繁體中文 | English
Long-term memory system for AI agents. Enables agents to accumulate domain expertise through mentorship or professional practice, automatically recall relevant knowledge, and grow from apprentice to independent expert.
Works with any domain requiring continuous learning + knowledge evolution: software engineering, music production, design, medical diagnosis, legal analysis, etc.
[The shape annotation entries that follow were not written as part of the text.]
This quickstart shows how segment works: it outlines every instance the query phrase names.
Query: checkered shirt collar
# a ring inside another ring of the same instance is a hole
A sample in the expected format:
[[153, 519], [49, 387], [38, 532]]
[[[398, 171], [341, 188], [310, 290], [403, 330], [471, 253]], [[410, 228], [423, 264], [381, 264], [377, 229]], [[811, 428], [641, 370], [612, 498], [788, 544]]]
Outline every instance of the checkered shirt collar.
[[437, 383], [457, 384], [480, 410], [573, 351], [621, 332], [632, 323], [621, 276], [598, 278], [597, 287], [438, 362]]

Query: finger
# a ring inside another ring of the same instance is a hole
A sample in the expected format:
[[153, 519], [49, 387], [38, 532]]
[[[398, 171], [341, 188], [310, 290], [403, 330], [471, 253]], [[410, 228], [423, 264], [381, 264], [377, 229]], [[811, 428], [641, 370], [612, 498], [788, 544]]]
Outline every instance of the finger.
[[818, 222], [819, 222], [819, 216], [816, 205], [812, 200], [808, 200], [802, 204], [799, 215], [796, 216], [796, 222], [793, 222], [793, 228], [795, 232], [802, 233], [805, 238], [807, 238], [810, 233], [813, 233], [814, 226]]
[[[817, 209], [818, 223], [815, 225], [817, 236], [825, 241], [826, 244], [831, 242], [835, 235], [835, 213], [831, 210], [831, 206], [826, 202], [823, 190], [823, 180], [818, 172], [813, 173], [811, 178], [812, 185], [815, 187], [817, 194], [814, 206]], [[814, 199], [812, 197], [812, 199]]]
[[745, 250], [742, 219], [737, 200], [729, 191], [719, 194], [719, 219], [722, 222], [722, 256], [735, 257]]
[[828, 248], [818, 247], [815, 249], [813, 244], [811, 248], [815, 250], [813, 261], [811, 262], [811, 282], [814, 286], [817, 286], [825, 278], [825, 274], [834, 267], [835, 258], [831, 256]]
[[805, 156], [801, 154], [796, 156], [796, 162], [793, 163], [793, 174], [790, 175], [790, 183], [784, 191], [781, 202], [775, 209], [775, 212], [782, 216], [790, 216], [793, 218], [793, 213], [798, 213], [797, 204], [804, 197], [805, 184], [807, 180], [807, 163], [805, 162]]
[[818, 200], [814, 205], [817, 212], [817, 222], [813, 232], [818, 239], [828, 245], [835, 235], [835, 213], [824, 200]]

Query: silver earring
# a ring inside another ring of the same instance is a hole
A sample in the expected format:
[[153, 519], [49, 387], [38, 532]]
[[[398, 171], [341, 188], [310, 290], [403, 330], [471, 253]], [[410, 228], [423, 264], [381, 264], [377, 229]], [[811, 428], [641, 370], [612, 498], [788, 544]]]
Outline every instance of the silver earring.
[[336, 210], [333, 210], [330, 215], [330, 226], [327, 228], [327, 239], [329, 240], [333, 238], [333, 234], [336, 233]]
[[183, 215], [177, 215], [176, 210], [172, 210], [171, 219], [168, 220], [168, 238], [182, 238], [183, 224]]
Any scenario with an "expert teaches → student practices → gradual internalization" knowledge transfer pattern.
Claude starts every conversation from zero. In professional apprenticeship-style teaching:
- Expert lessons are forgotten — context compaction drops critical lessons, same mistakes repeat
- AI fabricates terminology — without ground truth, it over-generalizes from single demonstrations
- Knowledge can't evolve — new teachings can't replace contradicted old knowledge
- Search is path-dependent — rephrasing a question yields no results
- Forever a student — no mechanism for the AI's own discoveries to become durable knowledge
cd mcp/knowledge-graph
npm installOn first startup, the Qwen3-Embedding-0.6B ONNX model (~560MB) is automatically downloaded (one-time only).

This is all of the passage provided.